Sur une deuxième vidéo tout aussi accablante révélée pendant le procès, le jeune homme supplie « s’il vous plaît, ne me tuez pas ».
« Pourquoi ne pas le faire alors que vous tuez notre ferme ? », lui rétorque un de ses agresseurs, qui menacent de jeter dans le cercueil un serpent ou de l’essence pour le brûler vif.
Pendant le procès qui a suscité un grand intérêt en Afrique du Sud, les deux fermiers ont affirmé avoir seulement voulu effrayer la victime qu’ils avaient, selon eux, attrapée en train de voler des câbles de cuivre.
– ‘Absence de remords’ –
Victor Mlotshwa a assuré pour sa part qu’il se rendait simplement à Middelburg en coupant à travers champs pour aller faire des courses pour sa mère lorsqu’il a été agressé.
Willem Oosthuizen et Theo Martins Jackson avaient été reconnus coupables de tentative de meurtre, enlèvement, agression et intimidation au terme de leur procès en août et laissés en liberté provisoire en attente du prononcé de la sentence.
Dans son verdict vendredi, la juge Mphahlele a notamment souligné que ce n’était pas le premier incident du genre impliquant les deux accusés et estimé que leur « attitude pendant le procès a clairement démontré une absence de remords ».
Elle a d’ailleurs rejeté l’appel formé par les deux condamnés immédiatement après le prononcé de leur peine.

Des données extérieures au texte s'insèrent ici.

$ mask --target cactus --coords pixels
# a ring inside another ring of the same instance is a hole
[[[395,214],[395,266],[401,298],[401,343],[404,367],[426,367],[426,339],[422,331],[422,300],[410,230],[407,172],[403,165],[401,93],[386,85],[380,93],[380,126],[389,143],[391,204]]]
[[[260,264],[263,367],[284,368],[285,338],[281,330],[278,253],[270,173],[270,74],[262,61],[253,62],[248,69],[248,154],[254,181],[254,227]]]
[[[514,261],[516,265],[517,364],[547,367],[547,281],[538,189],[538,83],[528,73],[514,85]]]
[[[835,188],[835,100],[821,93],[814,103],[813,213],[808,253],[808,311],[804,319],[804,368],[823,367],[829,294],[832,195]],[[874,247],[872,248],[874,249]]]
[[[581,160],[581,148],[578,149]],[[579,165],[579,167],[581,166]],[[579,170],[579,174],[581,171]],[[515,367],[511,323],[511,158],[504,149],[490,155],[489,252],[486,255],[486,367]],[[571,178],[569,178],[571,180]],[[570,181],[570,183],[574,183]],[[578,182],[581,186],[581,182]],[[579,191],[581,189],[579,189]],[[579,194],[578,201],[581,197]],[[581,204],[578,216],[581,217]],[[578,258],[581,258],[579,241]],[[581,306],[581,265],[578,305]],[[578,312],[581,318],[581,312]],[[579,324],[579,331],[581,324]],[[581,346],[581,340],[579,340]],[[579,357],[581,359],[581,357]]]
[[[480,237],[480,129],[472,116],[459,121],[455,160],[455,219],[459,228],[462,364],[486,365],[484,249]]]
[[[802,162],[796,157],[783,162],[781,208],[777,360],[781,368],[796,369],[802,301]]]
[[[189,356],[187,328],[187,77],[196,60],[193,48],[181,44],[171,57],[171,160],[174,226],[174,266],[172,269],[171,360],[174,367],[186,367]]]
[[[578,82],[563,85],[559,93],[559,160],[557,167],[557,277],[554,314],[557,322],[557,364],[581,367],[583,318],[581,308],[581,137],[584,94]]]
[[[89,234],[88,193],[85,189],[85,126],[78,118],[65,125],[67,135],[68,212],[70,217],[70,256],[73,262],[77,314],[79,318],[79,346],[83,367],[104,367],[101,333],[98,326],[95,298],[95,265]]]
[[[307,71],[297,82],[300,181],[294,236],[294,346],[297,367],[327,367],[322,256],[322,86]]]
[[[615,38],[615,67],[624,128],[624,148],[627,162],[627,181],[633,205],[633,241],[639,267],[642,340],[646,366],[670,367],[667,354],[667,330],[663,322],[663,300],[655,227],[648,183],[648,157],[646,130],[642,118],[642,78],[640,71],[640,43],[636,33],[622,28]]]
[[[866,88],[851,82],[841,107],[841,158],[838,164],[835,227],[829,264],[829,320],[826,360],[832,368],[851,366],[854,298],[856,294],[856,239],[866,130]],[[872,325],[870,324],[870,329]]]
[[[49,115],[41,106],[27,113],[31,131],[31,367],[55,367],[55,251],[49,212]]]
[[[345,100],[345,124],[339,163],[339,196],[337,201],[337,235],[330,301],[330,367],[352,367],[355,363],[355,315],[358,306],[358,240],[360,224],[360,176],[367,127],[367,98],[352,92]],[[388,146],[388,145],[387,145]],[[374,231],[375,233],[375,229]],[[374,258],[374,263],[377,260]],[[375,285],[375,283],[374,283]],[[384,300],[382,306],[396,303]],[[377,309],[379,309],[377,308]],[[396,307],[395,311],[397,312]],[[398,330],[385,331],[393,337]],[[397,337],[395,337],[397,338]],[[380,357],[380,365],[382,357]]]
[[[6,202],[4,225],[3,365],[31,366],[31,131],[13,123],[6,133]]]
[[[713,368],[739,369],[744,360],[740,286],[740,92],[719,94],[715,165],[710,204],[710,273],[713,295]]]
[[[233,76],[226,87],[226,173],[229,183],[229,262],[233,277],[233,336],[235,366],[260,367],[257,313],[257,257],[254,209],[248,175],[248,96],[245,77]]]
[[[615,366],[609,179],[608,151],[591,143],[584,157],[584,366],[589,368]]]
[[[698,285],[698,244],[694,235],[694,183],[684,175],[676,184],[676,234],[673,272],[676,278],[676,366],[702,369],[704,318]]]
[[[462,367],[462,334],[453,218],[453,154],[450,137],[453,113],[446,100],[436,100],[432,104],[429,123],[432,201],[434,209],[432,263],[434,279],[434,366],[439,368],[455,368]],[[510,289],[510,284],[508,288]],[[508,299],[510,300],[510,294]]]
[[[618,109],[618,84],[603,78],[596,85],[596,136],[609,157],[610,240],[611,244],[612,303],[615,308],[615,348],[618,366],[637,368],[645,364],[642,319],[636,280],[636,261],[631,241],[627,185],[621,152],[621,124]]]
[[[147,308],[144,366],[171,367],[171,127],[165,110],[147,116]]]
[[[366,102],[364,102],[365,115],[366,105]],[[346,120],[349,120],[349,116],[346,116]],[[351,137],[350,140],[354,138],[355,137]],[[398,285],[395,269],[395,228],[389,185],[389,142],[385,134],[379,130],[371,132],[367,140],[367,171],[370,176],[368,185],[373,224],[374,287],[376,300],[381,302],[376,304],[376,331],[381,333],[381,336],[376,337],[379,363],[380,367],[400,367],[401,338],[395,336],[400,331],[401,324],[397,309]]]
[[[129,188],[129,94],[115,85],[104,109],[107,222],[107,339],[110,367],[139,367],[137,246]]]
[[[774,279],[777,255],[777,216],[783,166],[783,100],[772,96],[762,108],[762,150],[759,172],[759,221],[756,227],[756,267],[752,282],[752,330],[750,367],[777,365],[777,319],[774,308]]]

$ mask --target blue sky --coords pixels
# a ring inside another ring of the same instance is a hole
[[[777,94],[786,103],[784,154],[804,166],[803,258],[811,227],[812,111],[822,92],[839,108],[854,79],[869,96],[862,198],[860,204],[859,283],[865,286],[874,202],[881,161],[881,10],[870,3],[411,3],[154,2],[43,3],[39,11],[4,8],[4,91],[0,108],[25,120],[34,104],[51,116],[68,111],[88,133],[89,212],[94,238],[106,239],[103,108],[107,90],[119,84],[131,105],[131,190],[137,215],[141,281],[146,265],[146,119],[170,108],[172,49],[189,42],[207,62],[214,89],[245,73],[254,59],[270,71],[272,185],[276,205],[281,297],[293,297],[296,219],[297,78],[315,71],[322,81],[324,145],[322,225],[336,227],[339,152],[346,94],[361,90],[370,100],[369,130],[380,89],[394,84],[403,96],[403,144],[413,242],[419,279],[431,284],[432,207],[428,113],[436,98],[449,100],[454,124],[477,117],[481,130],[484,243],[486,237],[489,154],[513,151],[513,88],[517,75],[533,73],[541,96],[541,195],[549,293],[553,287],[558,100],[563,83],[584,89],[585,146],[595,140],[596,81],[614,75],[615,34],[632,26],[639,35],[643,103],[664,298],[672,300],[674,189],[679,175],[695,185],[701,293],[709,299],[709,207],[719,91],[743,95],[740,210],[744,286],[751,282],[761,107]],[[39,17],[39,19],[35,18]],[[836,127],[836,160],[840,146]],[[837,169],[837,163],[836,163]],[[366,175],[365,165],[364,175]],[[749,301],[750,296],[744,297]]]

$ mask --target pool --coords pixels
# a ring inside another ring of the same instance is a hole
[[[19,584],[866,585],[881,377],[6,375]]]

L’un des avocats des deux fermiers, Wayne Gibbs, a estimé les peines « scandaleusement inappropriées » et regretté qu’elles aient été influencées, selon lui, par les médias et l’opinion publique.

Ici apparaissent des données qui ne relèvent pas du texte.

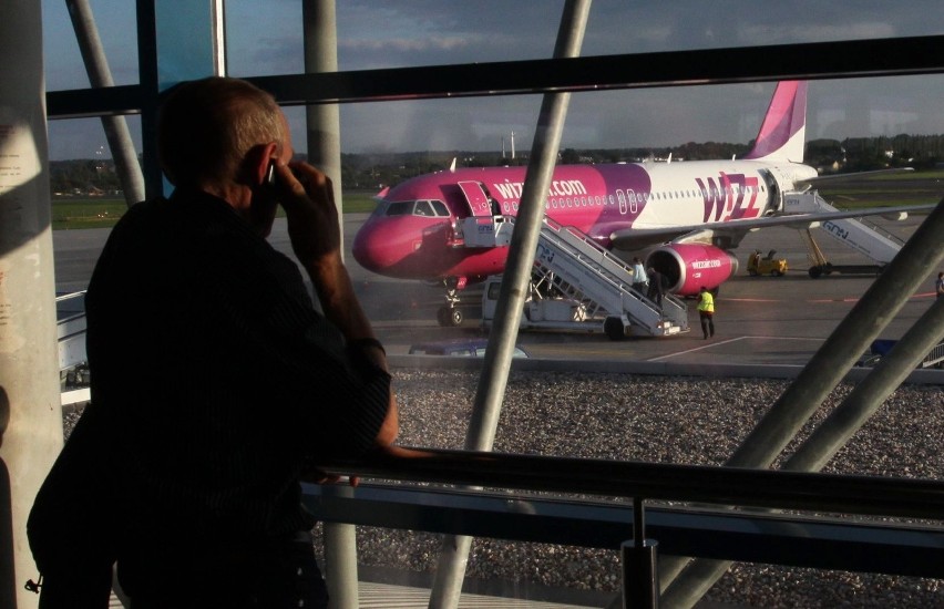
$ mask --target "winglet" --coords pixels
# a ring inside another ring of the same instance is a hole
[[[763,161],[803,162],[807,136],[807,82],[777,84],[753,148],[743,157]]]

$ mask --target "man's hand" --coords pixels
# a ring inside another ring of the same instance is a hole
[[[307,163],[277,165],[276,172],[278,198],[298,260],[306,268],[340,264],[341,230],[331,180]]]

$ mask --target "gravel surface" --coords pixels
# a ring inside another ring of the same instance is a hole
[[[476,372],[397,370],[400,443],[461,448]],[[624,374],[512,373],[495,451],[721,465],[789,381]],[[849,393],[839,388],[814,422]],[[801,433],[806,437],[812,425]],[[944,478],[944,391],[899,389],[823,469]],[[787,452],[793,450],[794,443]],[[438,537],[362,529],[371,565],[432,571]],[[617,590],[615,551],[476,539],[466,575]],[[748,607],[944,607],[944,580],[736,564],[707,601]]]
[[[461,448],[478,373],[394,371],[404,445]],[[789,381],[623,374],[512,373],[495,451],[720,465]],[[849,393],[839,388],[814,415]],[[75,414],[66,413],[66,427]],[[804,437],[812,424],[800,437]],[[944,478],[944,391],[899,389],[824,472]],[[789,453],[792,446],[788,447]],[[363,564],[432,571],[439,538],[361,527]],[[476,539],[466,575],[608,591],[615,551]],[[944,607],[944,580],[736,564],[706,596],[736,607]]]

Par la voix de sa ministre des Communications Mmamoloko Kubayi-Ngubane, le gouvernement sud-africain s’est réjoui du verdict en espérant qu’il « dissuade les autres auteurs d’actes inhumains et racistes » et « restaure la confiance dans la justice pénale » du pays.
« Cette condamnation réaffirme clairement que le racisme, quelle que soit sa forme, ne sera pas toléré en Afrique du Sud », s’est pour sa part félicité l’élu James Masango, au nom de l’Alliance démocratique (DA, opposition).
Près d’un quart de siècle après la fin officielle du régime ségrégationniste en Afrique du Sud, les attaques racistes continuent d’empoisonner les relations entre la majorité noire et la minorité blanche, en particulier dans les zones rurales.
En avril-mai, de violentes échauffourées avaient éclaté dans la bourgade de Coligny (nord-ouest), après la libération sous caution de deux Blancs soupçonnés dans la mort d’un adolescent noir.
La persistance d’inégalités économiques entre Noirs et Blancs rend la liberté amère dans la jeune démocratie « arc-en-ciel ».
Selon les statistiques officielles, 30,1% de la majorité noire est au chômage, contre 6,6% des Blancs. Et le salaire mensuel médian des Noirs est de 2.800 rands (180 euros) contre 10.000 rands (642 euros) pour les Blancs.